Fiduciary Benchmarks Rolls Out Plan Design Optimization Tool

A recently introduced tool from Fiduciary Benchmarks seeks to help plan sponsors optimize their plan design and improve their participants’ retirement readiness.

The Plan Design Optimization Report, introduced earlier this month, has three main steps: 1) calculating the retirement readiness ratio of a plan’s median participant, 2) examining a chart of all eligible participants’ retirement readiness ratio and 3) putting these statistics through an algorithm to determine where plan design improvements can be made.  

The algorithm behind the Plan Design Optimization Report takes into account every eligible participants’ age, compensation, deferral rate, investing behavior, social security entitlements and any supplemental savings or retirement income.
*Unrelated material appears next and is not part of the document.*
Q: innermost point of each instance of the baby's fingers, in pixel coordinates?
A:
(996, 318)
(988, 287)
The service uses the last discrimination test performed for the plan to obtain compensation and deferral information for eligible employees along with the latest investment holdings of each employee and a short questionnaire that reflects the company’s specific attitudes about retirement savings and investing.  

Castle Rock Investment Company (CRIC) is the first RIA to implement the tool with a sponsor client. 
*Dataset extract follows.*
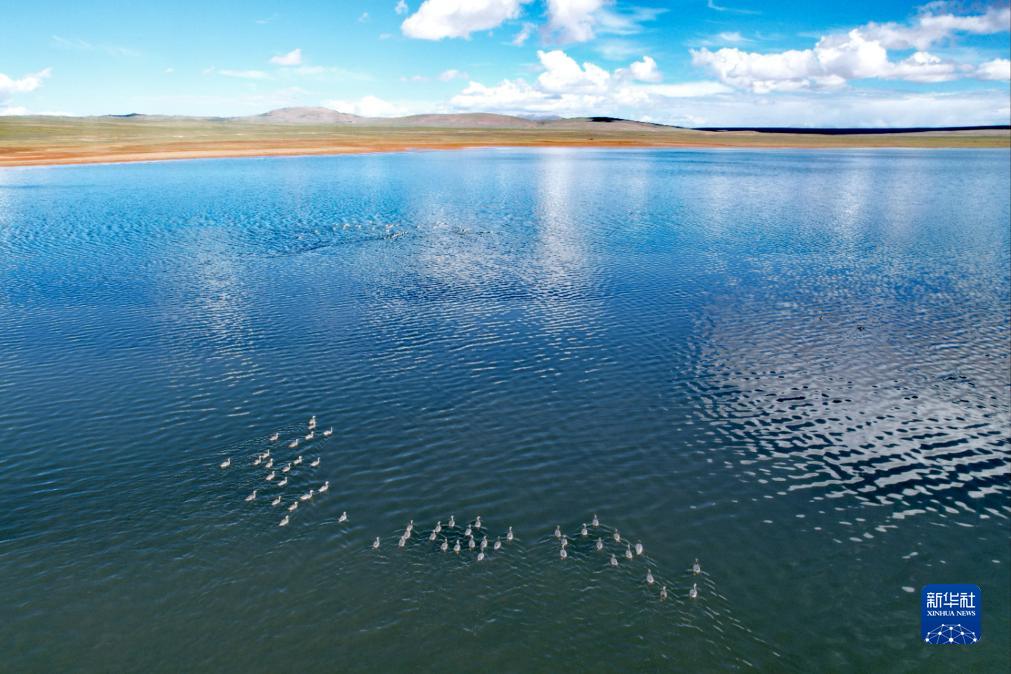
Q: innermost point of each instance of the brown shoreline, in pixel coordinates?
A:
(53, 141)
The report “shows plan sponsors how prepared their employees are to retire successfully,” Michele Suriano, president of CRIC, said to PLANADVISER. “The second element is the optimized plan design suggestions on how to increase the number of employees that can retire successfully while maintaining the same level of employer contributions, whether the employer makes a contribution or not,” she added.  

Suriano has recently completed using the Plan Design Optimization Report with her client, Platte Valley Companies of Scottsbluff, Nebraska.  

“In the case of Platte Valley Companies, they were making a profit sharing contribution of 6%.  Effective January 1, their plan design will change to a 3% Qualified Non-elective Contribution (QNEC), with a 50% match on the first 5% and 150% match on the next 1%.  They increased the overall company contribution from 6% to 7% after seeing the impact it would have on their employees’ retirement readiness,” Suriano explained.  

 “The easy ideas are to introduce automatic enrollment and automatic escalation if those design elements are not part of the plan yet.  The more complex calculations show the plan sponsor how to maximize the effectiveness of the employer’s contribution and provide an estimate of the impact of the different designs,” she said.